A person can lose their job and struggle to pay their electricity bill. A sudden death in the family may come and they can’t afford the funeral bills.
The church should always be willing to help without adding any extra pressure to interest repayments. Anyone who wants to have fellowship with God must be willing to help others out financially without looking to gain anything extra back for themselves.
David continues and says anyone who wants to have fellowship with God, mustn’t ‘take bribes or give false testimony against someone else.’
Now a bribe is all about perverting justice by trying to win someone’s favour, over someone else, Exodus 23:7-8 / Deuteronomy 16:19 / Deuteronomy 27:25.
Bribery isn’t always about the passing of money from one hand to another, it comes in all shapes and forms. Anyone who wants to have fellowship with God must be very careful not to accept bribes, whatever form it comes in, in order to discredit the innocent.

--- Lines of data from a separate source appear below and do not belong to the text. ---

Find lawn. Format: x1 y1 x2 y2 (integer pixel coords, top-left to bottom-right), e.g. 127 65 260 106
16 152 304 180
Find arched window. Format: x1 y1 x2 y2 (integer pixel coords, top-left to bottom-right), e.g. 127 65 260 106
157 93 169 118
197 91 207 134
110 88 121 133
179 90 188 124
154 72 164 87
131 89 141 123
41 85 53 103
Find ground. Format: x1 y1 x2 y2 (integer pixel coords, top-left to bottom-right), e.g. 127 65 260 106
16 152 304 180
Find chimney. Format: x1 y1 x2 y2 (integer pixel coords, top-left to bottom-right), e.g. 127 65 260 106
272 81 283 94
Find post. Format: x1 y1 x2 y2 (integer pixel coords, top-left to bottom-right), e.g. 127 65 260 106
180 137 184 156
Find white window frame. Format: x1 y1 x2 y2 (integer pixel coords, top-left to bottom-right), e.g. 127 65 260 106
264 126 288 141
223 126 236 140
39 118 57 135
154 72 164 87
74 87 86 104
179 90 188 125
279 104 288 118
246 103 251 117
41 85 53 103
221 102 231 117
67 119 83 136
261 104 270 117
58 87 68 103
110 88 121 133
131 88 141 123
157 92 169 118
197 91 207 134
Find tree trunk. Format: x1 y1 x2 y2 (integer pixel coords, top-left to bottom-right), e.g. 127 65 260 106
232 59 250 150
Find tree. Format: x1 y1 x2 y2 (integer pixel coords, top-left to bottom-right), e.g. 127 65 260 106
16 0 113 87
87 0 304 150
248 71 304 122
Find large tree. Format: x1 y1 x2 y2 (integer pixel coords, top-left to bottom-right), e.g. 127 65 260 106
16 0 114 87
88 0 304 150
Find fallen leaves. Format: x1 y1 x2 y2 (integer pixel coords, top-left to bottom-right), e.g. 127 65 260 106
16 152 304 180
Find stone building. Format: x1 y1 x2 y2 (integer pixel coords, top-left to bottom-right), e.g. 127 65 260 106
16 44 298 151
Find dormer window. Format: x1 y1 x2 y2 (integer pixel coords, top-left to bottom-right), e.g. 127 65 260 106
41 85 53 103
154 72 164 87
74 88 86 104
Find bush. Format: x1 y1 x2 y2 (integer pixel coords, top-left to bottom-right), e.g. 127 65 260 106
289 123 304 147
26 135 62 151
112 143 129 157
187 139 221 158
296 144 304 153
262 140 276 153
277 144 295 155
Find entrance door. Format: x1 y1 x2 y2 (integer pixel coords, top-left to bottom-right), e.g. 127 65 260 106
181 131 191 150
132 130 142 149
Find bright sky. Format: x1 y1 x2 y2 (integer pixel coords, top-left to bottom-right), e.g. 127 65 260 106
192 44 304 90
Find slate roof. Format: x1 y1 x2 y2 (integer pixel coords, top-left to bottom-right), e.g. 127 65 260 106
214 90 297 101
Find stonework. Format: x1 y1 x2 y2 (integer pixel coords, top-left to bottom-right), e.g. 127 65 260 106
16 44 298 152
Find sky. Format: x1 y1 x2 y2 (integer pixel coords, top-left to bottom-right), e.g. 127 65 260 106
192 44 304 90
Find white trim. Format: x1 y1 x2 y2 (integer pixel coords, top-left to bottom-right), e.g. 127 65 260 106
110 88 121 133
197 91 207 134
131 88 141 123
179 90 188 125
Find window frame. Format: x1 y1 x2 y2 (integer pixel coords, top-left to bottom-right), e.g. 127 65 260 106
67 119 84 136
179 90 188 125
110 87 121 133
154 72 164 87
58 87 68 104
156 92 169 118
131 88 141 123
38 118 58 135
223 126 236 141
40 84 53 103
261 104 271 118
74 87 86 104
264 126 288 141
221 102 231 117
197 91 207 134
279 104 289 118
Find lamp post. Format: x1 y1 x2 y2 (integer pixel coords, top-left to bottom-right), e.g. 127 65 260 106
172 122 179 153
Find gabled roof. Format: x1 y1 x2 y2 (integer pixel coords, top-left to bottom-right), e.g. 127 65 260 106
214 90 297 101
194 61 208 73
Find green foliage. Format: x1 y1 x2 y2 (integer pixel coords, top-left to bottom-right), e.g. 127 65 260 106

David finishes by telling us that ‘Whoever does these things will never be shaken.’ In other words, not only do we have fellowship with God, but God promises to hold us up.
The world wants to drag us down, the world wants to accuse us of all kinds of things and bring us to our knees but God says if you’re in fellowship with Him, and you’re treating those around you with dignity and respect, then it doesn’t matter what the world thinks, He’ll hold you up.
It’s God who gives us the strength to stay on our feet, it’s God who holds us up even when we can’t hold ourselves up any longer, Isaiah 41:10.
Humans were made in God’s image and that means we have the capacity for fellowship with our Creator. God walked with man in the garden, Genesis 3:8, and wanted people to live in His presence, Genesis 4:16.
It’s an incredible thought to think that He wants to have a close relationship with us and it’s a real privilege to be in fellowship not only with God but with the Son and the Holy Spirit, 1 Corinthians 1:9 / 2 Corinthians 13:14 / 1 John 1:3.
All this was only possible because Christ died on the cross and shed His blood for us, Romans 5:10. However, as David says, there are terms and conditions to that fellowship we enjoy with Him. We can’t live our lives continually sinning or doing our own thing and still claim to have fellowship with Him, 1 John 1:6.
The words of Elisha Albright Hoffman, who wrote the hymn, ‘Leaning on the Everlasting Arms’, are an appropriate finish to the study.
What a fellowship, what a joy divine,
What a blessedness, what a peace is mine.
O how sweet to walk in this pilgrim way,
O how bright the path grows from day to day.
What have I to dread, what have I to fear,
I have peace complete with my Lord so near.